Lots of fighters give lip service to the idea of being reborn when they move camps, but Jessica-Rose Clark really means it; you can see a new outlook practically radiating off of her these days.
Although still a fixture at the UFC Performance Institute, Clark decided it was time to move on from Las Vegas’ Syndicate MMA to her new home at 10th Planet Jiu-Jitsu in SoCal, where she looks to evolve her self-described “mean and Australian” fighting style.
We caught up with her in Wisconsin, where she faces rising women’s flyweight Andrea Lee this Saturday at Fight Night Milwaukee.
UFC: It’s been a few months since we’ve seen you. How have things been since Singapore?
JRC: Really good! I went through a gym change and a change of coaches and I feel really good about it. I feel way better going into this fight than I did going into Singapore.
UFC: It’s clear you’re always adding new elements to your game. Can we expect to see something new on Saturday?
JRC: [Laughs] Yeah! Especially with a whole new set of coaches, I really feel like…a whole new fighter. I’ve been doing so many different things that I haven’t done any camp. I’m excited about it.

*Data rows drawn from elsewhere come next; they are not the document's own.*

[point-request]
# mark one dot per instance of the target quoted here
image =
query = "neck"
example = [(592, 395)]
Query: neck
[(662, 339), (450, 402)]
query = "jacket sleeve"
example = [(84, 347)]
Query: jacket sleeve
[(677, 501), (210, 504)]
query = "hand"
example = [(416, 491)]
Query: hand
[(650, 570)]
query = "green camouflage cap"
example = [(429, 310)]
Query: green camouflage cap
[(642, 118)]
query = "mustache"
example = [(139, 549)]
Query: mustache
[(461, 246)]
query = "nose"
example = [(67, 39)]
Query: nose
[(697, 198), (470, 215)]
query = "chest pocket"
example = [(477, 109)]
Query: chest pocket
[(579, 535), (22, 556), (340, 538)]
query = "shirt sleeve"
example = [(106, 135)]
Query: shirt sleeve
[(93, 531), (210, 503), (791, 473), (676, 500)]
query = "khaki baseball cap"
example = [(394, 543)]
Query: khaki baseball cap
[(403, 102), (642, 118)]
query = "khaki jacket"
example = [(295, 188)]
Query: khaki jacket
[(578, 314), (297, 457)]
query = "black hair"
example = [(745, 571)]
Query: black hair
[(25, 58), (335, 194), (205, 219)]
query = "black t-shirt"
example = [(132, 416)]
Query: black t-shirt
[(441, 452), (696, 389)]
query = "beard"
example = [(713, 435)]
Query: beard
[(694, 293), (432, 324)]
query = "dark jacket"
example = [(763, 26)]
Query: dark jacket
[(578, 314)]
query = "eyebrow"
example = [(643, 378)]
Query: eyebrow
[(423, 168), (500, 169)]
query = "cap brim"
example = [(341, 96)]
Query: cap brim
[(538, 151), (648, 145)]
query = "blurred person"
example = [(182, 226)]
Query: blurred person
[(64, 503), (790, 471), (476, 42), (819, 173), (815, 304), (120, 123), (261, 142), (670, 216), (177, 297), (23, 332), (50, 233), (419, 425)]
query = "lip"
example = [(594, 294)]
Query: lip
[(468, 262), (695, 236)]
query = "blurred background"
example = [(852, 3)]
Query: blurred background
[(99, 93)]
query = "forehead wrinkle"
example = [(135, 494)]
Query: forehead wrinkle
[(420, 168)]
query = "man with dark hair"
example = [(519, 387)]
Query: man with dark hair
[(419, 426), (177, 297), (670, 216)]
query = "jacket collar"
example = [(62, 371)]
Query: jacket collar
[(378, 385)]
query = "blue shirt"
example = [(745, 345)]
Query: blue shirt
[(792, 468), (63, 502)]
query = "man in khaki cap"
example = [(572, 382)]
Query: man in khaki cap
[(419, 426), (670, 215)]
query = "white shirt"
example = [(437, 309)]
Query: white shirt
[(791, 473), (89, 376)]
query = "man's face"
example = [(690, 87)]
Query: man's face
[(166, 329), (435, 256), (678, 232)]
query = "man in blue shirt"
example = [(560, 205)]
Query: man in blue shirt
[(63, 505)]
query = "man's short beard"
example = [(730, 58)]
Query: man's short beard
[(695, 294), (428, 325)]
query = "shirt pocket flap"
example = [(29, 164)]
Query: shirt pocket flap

UFC: How have you grown since your last fight?
JRC: In a lot of ways! I changed everything, you know? I realized that my process wasn’t really working for me, mentally, emotionally and physically as well. So I changed everything. Everything is new, everything is fresh, everything is shiny and everything feels really exciting right now.
UFC: Where do you think you have the advantages against your opponent, Andrea Lee?
JRC: I think I’m physically a lot stronger. I think my skill set is a lot broader than hers. She’s pretty set in the way she fights and I’ve fought people like her before. I haven’t had as many fights as a lot of people in this division, and I’m always growing. Especially with the camp change and the coaches change and the style change, it’s going to be completely different than any other fight I’ve had.
UFC: Some have said that 2018 has been the year of the Aussie takeover. Do you agree?
JRC: Definitely! I got signed late last year, and there were already a couple Aussies and Kiwis in the UFC, but I don’t think they were as prominent or getting as much marketing. But it feels like in 2018…Tyson [Pedro], Tai [Tuivasa]…all these really big personalities are now on a worldwide stage. We always knew about them back home—always—but it’s really nice to see the international recognition.